New flood of soybean oil not expected to affect prices

Increased soybean oil exports from Argentina may not have the normally negative effect on prices because the United States has been shipping less of the product due its booming biofuel sector.  |  Reuters/ Mike Blake photo

Argentine exporters expected to make more product available now that government has cut country’s biodiesel mandate

Argentina is slashing its biodiesel mandate and that is going to put a lot more soybean oil on the export market, say analysts.

The government has voted to cut the mandate in half to five percent from 10 percent.

The country had been consuming about one million tonnes of soybean-based biodiesel a year. That volume will be cut in half.

“The oil that would have been allocated for biodiesel is now going to make it out onto the international export market,” said Mac Marshall, vice-president of market intelligence with the United States Soybean Export Council.

He estimates Argentina’s policy move will result in an additional 500,000 to 700,000 tonnes of soybean oil hitting the market.

The country is already the world’s largest exporter of the commodity, shipping out an estimated 6.25 million tonnes of oil in 2020-21.

Marshall said that would normally result in downward pressure on soybean oil prices. Canola values are closely tied to soybean oil prices.

But there is a mitigating factor. The United States has exported 660,000 tonnes of soybean oil year-to-date. That is down from more than one million tonnes the same time last year.

The burgeoning U.S. renewable diesel sector is suddenly consuming large volumes of the product, reducing available supplies for export markets.

So in essence, the anticipated surge in Argentina’s soybean oil exports will be largely offset by the reduction in U.S. exports.

That is why U.S. soybean oil prices haven’t reacted to the news out of Argentina.

Prices dipped in June but that was in response to a U.S. Supreme Court decision siding with small refiners that had been granted blending requirement exemptions from the Environmental Protection Agency.
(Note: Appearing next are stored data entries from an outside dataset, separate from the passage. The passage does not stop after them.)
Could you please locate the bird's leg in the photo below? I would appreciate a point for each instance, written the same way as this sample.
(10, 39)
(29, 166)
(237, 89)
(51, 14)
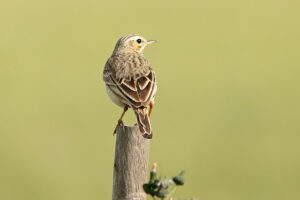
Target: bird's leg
(120, 122)
(151, 106)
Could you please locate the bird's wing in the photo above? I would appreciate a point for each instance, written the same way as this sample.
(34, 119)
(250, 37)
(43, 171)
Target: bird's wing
(135, 89)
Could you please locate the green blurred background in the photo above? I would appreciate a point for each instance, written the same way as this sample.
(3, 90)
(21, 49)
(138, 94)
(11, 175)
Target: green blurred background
(227, 108)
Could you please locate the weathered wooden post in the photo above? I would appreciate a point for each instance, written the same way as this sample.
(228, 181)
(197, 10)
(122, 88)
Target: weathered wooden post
(130, 164)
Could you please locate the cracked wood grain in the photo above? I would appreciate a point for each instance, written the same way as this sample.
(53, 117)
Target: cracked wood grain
(130, 164)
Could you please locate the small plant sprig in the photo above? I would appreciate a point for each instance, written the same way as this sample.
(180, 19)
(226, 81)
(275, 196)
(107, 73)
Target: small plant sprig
(160, 187)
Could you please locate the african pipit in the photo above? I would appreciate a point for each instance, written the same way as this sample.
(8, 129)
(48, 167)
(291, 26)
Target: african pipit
(130, 80)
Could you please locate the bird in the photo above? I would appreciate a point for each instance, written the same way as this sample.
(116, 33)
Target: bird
(130, 80)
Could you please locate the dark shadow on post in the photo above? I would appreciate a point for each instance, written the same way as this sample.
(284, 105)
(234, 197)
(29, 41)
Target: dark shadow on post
(130, 165)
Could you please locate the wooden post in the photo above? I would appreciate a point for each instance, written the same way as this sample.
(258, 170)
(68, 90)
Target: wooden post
(130, 165)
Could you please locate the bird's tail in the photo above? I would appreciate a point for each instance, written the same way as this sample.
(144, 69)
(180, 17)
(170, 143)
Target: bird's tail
(143, 122)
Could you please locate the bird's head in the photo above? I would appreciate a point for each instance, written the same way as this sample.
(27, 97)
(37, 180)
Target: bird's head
(132, 43)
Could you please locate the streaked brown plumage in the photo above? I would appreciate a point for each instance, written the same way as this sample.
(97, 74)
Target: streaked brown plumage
(130, 80)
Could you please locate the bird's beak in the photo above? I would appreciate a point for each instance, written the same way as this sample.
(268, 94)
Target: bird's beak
(151, 41)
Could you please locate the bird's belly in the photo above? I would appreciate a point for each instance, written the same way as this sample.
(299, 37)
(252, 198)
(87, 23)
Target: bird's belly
(114, 97)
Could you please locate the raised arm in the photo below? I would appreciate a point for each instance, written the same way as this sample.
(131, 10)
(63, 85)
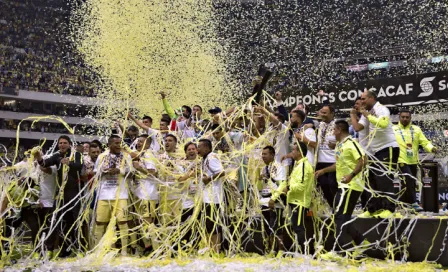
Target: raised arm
(138, 122)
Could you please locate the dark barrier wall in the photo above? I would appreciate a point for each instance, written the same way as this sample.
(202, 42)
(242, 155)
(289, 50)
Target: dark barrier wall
(395, 91)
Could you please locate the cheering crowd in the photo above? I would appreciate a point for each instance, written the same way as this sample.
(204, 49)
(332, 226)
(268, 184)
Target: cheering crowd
(197, 184)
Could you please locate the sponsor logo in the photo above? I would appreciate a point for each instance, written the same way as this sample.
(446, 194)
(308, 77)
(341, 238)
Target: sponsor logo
(426, 86)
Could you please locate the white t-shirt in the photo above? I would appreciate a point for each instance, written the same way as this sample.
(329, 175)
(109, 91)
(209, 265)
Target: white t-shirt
(213, 191)
(170, 170)
(156, 139)
(310, 134)
(325, 154)
(230, 141)
(186, 132)
(271, 177)
(48, 187)
(113, 187)
(282, 144)
(146, 188)
(191, 187)
(363, 138)
(380, 138)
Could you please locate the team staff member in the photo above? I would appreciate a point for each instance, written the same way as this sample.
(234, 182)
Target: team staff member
(350, 162)
(272, 175)
(386, 151)
(113, 167)
(69, 164)
(301, 186)
(409, 137)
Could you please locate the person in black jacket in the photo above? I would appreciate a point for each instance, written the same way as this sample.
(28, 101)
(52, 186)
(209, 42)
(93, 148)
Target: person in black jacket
(69, 164)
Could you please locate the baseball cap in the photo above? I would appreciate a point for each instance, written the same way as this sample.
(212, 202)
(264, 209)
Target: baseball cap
(215, 110)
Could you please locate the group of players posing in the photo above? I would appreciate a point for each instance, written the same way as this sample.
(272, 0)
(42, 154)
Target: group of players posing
(151, 188)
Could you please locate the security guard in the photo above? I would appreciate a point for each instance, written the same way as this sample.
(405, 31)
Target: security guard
(350, 163)
(409, 137)
(301, 186)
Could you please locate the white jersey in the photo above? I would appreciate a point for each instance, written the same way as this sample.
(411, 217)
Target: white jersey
(325, 153)
(113, 187)
(280, 140)
(190, 187)
(156, 139)
(363, 138)
(47, 187)
(380, 138)
(310, 134)
(212, 192)
(271, 176)
(146, 187)
(186, 129)
(170, 170)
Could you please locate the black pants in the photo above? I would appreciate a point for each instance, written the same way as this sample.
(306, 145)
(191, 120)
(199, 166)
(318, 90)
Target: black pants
(408, 179)
(344, 206)
(381, 182)
(186, 214)
(327, 183)
(298, 223)
(39, 220)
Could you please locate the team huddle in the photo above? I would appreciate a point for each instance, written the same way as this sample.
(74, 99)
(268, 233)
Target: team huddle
(196, 185)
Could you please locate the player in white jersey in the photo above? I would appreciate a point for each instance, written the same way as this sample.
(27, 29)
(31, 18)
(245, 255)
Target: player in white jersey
(114, 169)
(47, 185)
(145, 188)
(190, 186)
(169, 170)
(213, 194)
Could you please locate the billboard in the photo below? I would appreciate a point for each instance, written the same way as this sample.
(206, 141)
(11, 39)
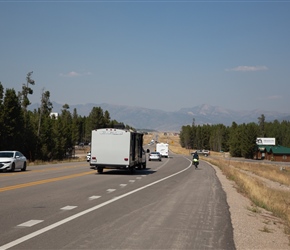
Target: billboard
(266, 141)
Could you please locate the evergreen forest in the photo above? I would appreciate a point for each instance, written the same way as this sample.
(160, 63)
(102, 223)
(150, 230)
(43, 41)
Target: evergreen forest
(40, 135)
(238, 140)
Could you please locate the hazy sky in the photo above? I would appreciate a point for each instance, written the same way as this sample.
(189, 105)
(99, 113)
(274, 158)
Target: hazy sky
(155, 54)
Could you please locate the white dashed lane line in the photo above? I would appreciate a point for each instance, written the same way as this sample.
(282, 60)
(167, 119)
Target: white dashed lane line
(94, 197)
(30, 223)
(69, 208)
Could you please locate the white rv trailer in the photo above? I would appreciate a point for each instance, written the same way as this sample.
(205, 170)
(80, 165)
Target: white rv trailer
(116, 149)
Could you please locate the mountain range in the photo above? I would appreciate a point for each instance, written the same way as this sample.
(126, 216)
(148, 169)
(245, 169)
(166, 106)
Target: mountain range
(159, 120)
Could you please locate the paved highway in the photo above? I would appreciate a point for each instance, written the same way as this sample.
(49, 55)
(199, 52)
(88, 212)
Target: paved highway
(170, 205)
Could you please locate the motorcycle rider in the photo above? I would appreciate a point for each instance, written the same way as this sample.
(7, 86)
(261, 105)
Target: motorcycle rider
(195, 159)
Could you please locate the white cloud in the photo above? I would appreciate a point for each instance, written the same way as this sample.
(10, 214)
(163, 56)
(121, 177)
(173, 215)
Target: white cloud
(248, 68)
(75, 74)
(274, 97)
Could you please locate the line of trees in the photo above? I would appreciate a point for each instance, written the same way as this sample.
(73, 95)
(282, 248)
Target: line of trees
(239, 140)
(40, 135)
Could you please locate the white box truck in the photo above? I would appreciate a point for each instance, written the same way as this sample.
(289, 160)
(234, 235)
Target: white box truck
(162, 148)
(117, 149)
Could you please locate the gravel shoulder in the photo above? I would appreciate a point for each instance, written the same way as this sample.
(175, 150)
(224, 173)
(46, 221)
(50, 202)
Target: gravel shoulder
(252, 229)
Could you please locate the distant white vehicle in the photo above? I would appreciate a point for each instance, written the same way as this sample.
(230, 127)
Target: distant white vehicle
(162, 148)
(12, 160)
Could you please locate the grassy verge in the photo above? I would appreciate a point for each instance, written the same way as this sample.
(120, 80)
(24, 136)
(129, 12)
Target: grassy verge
(246, 177)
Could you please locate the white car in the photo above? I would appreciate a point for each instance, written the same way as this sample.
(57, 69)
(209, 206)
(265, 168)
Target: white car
(11, 160)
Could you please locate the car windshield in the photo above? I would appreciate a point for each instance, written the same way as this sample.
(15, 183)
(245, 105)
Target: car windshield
(6, 154)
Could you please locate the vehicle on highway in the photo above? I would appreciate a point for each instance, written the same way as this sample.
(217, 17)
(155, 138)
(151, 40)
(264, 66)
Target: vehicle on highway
(116, 148)
(162, 148)
(88, 156)
(11, 160)
(154, 156)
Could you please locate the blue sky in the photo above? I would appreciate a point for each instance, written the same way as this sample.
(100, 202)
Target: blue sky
(154, 54)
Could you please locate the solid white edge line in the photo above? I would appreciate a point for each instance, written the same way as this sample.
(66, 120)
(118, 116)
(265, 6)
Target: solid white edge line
(59, 223)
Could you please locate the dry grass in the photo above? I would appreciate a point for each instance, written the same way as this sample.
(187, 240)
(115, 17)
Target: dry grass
(246, 176)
Futures prices have since partially rebounded and appear to be undaunted by Argentina’s recent biodiesel mandate reduction.

John Jansen, vice-president of strategic partnerships with the United Soybean Board, agrees with Marshall’s assessment that the additional export volumes out of Argentina should not distort U.S. soybean oil prices and consequently Canadian canola prices.

“I don’t believe there will be an impact as the likely destination for the additional material is India,” he said in an email.

“With the cost of importing Argentinian material at a tariff rate of 19.1 percent, I don’t see volume moving this way.”

He noted that it would be “self-defeating” for the U.S. renewable diesel sector to claim it is being sustainable while importing soybean oil from Argentina.

Marshall said the bigger immediate concern for the Canadian canola sector is going to be how it services overseas customers given the likelihood of harvesting a short crop.

According to some estimates, there could be a 10-bushel-per-acre drop in average yields in Canada, resulting in a five million tonne shortfall of the crop.

How will the remaining 15 million tonnes be allocated?

“I imagine it’s going to be something where it’s consumed more domestically and what goes out into the export channels gets pulled back,” said Marshall.

China may be a logical place to curtail shipments. It has been Canada’s top customer in 2020-21 but the once red-hot market for many of the world’s oilseeds has been cooling off of late.

Shipments of Brazilian soybeans to China have slowed considerably in the last couple of weeks. That is because Chinese crush margins were negative in June and the first half of July, said Marshall.

“Margins are really weak relative to where they were maybe six months ago.”